2pAB10. Understanding humpback whale sonar: A physicist's view.

Session: Tuesday Afternoon, December 3

Time: 4:45


Author: L. Neil Frazer
Location: SOEST, Univ. Hawaii at Manoa, Honolulu, HI 96822
Author: Eduardo Mercado III
Location: Univ. Hawaii at Manoa, Honolulu, HI 96822
Author: Alex Tolstoy
Location: Integrated Performance Decisions, Honolulu, HI

Abstract:

Just as beamforming matched filter sonar (BMF) provides a simple model for the sonar of bats and dolphins, so do recently developed matched-field processing sonars (MFP) provide simple models for the sonar of humpbacks and other mysticetes. This talk reviews the principles of MFP sonar and the behaviors essential to its use. As BMF is optimal for locating small, nearby, rapidly moving targets (potential prey), so is MFP sonar optimal for locating large, distant, slow-moving targets (potential mates). While BMF uses mainly the direct echo from a target, MFP sonar uses the complete reflected wavetrain, matching the latter with the convolution of the source and a set of empirical Green's functions. MFP sonar requires lower frequencies, more power, and longer listening times than BMF sonar, which is why humpback sound sequences consist of long patterns of regularly spaced sweeps rather than the click trains of odontocetes.
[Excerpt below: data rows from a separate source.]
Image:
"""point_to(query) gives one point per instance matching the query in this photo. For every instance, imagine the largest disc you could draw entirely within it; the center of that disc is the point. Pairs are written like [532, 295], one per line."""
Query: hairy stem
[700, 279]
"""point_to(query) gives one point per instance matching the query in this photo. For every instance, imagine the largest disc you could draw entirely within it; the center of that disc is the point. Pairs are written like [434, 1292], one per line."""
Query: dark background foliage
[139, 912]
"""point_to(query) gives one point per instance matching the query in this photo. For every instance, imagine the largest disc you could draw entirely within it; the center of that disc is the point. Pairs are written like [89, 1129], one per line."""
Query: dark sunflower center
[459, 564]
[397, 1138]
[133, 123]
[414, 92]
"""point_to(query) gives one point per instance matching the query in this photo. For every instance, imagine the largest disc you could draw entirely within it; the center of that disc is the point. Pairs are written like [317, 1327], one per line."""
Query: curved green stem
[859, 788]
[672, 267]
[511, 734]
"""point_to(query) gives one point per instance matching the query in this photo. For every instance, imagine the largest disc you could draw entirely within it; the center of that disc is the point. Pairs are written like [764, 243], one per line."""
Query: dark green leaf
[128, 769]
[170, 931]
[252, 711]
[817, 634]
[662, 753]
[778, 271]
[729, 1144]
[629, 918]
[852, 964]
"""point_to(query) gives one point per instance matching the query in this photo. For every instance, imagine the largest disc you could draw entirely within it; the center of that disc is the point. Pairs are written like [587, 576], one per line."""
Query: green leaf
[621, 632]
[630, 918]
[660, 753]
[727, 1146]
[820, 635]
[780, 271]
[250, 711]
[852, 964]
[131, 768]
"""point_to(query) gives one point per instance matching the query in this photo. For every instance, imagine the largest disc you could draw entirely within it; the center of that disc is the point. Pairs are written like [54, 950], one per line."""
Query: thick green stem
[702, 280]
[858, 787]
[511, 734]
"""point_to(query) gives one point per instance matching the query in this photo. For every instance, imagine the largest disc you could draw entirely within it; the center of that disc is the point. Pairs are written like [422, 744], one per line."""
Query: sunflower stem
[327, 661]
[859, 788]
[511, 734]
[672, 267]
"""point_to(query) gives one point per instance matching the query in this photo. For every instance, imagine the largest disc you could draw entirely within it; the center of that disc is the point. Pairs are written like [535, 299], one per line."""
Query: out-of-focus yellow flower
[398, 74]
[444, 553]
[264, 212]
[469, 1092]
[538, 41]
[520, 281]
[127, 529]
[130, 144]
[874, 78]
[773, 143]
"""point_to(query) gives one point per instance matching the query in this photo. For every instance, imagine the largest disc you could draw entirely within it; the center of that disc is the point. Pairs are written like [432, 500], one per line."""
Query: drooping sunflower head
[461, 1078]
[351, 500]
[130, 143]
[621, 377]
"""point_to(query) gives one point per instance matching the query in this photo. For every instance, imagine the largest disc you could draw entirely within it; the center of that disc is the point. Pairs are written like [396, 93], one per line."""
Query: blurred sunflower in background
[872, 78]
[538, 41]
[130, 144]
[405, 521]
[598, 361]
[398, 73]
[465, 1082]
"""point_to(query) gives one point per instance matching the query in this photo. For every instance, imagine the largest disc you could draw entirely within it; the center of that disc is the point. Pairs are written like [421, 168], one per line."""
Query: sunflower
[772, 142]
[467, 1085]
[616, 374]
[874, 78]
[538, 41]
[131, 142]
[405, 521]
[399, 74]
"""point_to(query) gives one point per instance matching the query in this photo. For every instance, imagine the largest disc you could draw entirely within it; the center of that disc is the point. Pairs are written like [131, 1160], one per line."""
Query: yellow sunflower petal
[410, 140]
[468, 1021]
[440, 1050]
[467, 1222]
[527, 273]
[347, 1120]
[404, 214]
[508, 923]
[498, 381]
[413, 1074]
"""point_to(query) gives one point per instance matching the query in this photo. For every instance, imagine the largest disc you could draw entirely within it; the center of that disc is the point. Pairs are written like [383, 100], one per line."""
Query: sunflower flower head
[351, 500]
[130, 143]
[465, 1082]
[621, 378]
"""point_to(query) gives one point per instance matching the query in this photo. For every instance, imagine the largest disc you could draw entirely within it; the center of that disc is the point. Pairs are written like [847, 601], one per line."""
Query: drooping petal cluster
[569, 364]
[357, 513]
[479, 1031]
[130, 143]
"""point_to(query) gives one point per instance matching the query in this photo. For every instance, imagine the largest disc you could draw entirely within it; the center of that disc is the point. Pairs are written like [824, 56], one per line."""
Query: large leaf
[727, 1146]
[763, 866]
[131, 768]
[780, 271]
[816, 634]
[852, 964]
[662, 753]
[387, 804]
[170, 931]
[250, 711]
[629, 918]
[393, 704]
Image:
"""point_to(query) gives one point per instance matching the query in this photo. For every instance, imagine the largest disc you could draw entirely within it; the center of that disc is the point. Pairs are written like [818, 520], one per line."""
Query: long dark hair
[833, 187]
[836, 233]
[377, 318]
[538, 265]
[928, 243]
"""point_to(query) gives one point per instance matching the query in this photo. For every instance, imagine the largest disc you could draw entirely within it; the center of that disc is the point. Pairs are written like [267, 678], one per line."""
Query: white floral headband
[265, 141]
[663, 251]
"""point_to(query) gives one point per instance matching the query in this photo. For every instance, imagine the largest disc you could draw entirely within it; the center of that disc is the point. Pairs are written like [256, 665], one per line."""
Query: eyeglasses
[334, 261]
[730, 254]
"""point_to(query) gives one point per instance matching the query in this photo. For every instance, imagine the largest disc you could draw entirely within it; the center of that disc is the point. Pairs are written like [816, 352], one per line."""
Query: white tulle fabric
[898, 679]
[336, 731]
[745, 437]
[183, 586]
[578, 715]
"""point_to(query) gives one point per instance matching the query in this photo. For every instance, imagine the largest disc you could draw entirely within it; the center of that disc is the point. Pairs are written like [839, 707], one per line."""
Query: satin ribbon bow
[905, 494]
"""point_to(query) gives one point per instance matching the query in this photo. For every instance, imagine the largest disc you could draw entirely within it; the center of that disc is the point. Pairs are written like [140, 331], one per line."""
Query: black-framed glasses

Observations of dolphins show their expertise at BMF; similarly, the careful acoustic and visual observations of humpbacks by Payne, Tyack, Herman, Frankel and others show the expertise of humpbacks at MFP sonar. Their observations suggest that when a singer continues to sing after being joined by a nonsinger, the joiner is likely an immature male learning to echolocate; also, the rapid convergence of humpback whale song is a trait selected to impede the use of singer echoes by nonsinging males.